There is one final and important mechanism that we should pursue to enhance our reimbursement for genetic services. I think it is generally agreed in the broad health care environment that the developments in medical genetics have the potential for changing virtually every aspect of clinical medicine. Many of our leading clinical geneticists are faculty and staff of the largest and most prestigious health care providers in major metropolitan areas, where they are responsible for a significant portion of the health care delivered in these areas. Great opportunities exist here. The geneticists need to be sure that their local practice groups understand and appreciate the great value of genetic services. When these large health care providers are negotiating with the various HMOs and insurance companies, they can include in their program realistic descriptions and reimbursements for important areas such as clinical genetics.
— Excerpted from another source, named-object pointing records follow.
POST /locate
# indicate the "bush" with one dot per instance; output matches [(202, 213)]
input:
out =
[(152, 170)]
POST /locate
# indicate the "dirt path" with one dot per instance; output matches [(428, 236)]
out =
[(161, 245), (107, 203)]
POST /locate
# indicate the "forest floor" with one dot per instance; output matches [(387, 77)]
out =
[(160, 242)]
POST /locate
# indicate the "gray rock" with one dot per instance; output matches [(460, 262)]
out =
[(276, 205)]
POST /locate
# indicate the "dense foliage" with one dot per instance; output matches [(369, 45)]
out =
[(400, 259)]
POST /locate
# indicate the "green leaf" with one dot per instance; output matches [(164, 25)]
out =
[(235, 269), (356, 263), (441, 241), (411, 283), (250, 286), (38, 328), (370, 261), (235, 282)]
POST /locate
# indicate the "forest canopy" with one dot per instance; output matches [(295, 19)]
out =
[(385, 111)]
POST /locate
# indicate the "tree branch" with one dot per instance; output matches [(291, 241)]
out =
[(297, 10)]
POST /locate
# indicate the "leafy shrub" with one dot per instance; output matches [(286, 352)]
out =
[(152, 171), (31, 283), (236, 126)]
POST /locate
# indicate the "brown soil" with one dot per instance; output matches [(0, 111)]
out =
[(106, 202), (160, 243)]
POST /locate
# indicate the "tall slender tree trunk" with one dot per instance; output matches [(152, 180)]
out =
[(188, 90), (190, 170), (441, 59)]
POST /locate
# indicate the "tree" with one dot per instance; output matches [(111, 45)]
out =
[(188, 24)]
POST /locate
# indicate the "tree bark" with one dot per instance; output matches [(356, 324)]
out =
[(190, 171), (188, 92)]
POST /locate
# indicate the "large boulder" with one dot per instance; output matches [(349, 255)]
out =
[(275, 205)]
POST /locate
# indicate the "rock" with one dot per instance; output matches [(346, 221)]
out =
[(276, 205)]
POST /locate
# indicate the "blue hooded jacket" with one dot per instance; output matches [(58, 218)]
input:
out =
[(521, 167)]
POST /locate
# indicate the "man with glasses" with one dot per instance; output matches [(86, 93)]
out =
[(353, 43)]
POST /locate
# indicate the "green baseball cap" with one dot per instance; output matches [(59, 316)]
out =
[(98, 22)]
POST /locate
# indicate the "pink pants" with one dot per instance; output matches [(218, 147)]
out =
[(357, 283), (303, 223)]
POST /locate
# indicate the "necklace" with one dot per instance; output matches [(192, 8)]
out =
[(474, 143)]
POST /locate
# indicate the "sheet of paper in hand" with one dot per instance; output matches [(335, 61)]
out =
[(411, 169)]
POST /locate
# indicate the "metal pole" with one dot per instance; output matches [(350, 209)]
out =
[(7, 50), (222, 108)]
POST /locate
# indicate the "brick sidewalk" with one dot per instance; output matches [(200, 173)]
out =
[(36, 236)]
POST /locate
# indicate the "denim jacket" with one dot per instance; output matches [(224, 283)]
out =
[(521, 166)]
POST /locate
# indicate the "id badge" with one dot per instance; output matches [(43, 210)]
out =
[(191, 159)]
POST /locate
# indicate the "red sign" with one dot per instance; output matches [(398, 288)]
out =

Because these large providers have such great prestige and market power, the insurers are likely to accept their recommendations for an area such a medical genetics, which will not likely affect greatly the insurance costs in an area. If these large providers are able (and they will be able to accomplish this) to negotiate realistic rates for clinical genetics, the carriers around the country will likely follow.

In summary, who and how we will provide clinical genetic services remains an important issue to be solved. It is encouraging that this article1 reports that many of the fully trained geneticists could see more patients. However, in order for this clinical specialty to grow and thrive, in a time of unparalleled need for genetics services, it is essential that we are aggressive in devising reimbursement strategies that will ensure that those providing clinical genetic services are properly reimbursed for their very special expertise and hard work.